Like being filled with maggots that are eating you alive from the inside. Like watching your body slowly plump, filling with a gas or liquid you can’t drain, waiting for the inevitable moment that you finally burst. A tear slips down my cheek, and I wish that I could just shift into my other form, my truest form, that I could just, for even a second, stretch those muscles.
Then, that cloudy, impermeable fog descends over me once again, and I watch, suspended, like a spectator to my own body, as Veronica runs from me. I see myself twitch, then launch into a sprint after her.
I don’t move gracefully. It looks like I’m in pain, because I am, but even in this terrible state, I’m a highly trained special ops agent. I track her, predict her next move, and predict correctly. She doesn’t have a chance to escape me when I jump out onto the trail in front of her.
“Oh, Gods,” I say, snapping back into the current reality, remembering I’m in my apartment, and jolting when I feel something warm wrapped around me.
It’s Veronica, and she’s crying, her arms thrown around my shoulders. I’m stooped to be able to bury my face in her chest. Our bodies are pressed together, so, so warm and inviting.
“Percy,” she whispers, her tear-strained cheeks shining in the low light when she looks up at me. “I saw it, too. I don’t—I don’t know what just happened, but I could—I could see it from your perspective. The pain—it was horrible, grotesque. I am so sorry that happened to you.”

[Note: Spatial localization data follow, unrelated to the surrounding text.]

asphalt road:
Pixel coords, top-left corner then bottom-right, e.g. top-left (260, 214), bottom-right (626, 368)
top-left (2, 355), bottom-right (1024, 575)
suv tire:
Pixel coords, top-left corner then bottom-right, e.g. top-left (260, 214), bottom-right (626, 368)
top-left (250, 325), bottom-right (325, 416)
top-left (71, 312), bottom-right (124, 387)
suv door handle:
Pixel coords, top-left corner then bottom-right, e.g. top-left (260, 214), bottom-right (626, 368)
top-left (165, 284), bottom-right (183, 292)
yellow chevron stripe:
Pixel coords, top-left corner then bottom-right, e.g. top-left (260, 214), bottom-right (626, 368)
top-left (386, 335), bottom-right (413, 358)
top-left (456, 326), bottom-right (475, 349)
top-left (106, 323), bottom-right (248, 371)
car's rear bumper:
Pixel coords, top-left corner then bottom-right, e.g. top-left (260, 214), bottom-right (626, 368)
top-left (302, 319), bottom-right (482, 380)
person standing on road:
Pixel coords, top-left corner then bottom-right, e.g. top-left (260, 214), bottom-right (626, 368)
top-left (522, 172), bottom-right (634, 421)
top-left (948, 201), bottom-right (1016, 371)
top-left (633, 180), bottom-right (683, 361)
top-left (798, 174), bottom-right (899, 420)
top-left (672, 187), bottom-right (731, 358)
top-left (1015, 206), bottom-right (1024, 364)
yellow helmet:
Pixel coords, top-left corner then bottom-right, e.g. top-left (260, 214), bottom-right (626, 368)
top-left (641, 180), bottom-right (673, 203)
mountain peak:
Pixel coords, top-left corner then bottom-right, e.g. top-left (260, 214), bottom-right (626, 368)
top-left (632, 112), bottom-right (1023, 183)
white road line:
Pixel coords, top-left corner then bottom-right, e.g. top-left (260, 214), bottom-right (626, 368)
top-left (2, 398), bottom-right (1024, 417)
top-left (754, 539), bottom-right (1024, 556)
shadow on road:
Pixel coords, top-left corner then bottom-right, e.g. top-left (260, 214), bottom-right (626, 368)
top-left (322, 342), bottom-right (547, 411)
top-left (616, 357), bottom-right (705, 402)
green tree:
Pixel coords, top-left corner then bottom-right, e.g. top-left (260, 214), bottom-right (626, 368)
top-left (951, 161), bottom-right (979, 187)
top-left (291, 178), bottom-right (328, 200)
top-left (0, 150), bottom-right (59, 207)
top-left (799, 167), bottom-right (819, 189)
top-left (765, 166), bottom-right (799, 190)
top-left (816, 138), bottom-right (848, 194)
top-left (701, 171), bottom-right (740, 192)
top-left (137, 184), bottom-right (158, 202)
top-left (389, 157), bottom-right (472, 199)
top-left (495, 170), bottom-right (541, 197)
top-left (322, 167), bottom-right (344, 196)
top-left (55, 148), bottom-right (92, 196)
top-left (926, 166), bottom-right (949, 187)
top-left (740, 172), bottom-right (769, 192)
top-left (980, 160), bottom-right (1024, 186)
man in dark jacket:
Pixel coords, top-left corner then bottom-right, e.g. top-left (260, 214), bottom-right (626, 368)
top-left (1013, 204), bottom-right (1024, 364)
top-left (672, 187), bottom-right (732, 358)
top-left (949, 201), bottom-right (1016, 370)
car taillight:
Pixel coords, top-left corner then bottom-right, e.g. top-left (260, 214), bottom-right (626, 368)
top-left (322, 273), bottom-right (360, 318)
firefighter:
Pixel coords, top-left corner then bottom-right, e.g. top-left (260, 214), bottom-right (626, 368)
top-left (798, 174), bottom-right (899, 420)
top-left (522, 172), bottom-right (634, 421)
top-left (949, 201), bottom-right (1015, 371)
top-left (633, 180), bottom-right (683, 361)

People have been saying that for months. Showing me sympathy that I’ve never wanted. But for some reason, hearing it from Veronica feels different. The fact that she just witnessed it, got a taste of what it felt like for me the past few months, was able to leave sympathy behind and empathize with me for a moment, and the fact that it brought her to tears—
It makes me feel loved. It makes me feel valid. It makes me feel whole for the first time in years.
“Percy,” she whispers, and I wonder if she could feel those emotions, too, and hear those thoughts, but then I don’t care because she’s reaching up and pulling my head down, pressing her lips to mine.
Chapter 13 - Veronica
The kiss starts out slow, soft, gentle, and full of emotion. The kinds of kisses we shared before, back in New York. The kinds of kisses made me think Percy was in love with me, like I was the only woman he would ever look at again.
His hand comes to my chin, grazing the skin there, tipping my head up. He lets out a sigh against my lips. He smells like deodorant, soap, laundry soap, sweat, and blood, and it’s like I can separate everything happening in this moment down to the tiniest detail.
I hear the rasp of his clothes against his skin. Feel him swallow like it’s happening in my own body. I’ve been aroused before, but I have never, ever felt this way in my life. It’s like my senses have been turned up to high, sensitive to the tiniest changes around me. I feel like I could sense a change in the barometric pressure.
When Percy was remembering the night he kidnapped me, the memory entered my head like it had been there all along. Which, of course, it had—from my perspective. But this was like looking at a video of what it was like for him, like stepping into his body for a moment, and it was pure torture.
I’m not a shifter, have never even thought about what it would be like to be in anything other than a human body, but being in his body, feeling the pure agony of the wrong bones, the wrong skin, the wrong shape, it was the most painful thing I’d ever experienced in my life.
The fact that he even managed to warn me and snatch that lucidity for a moment is a miracle. The fact that the worst thing he did was take me and put me in a basement and feed and water me for a few weeks.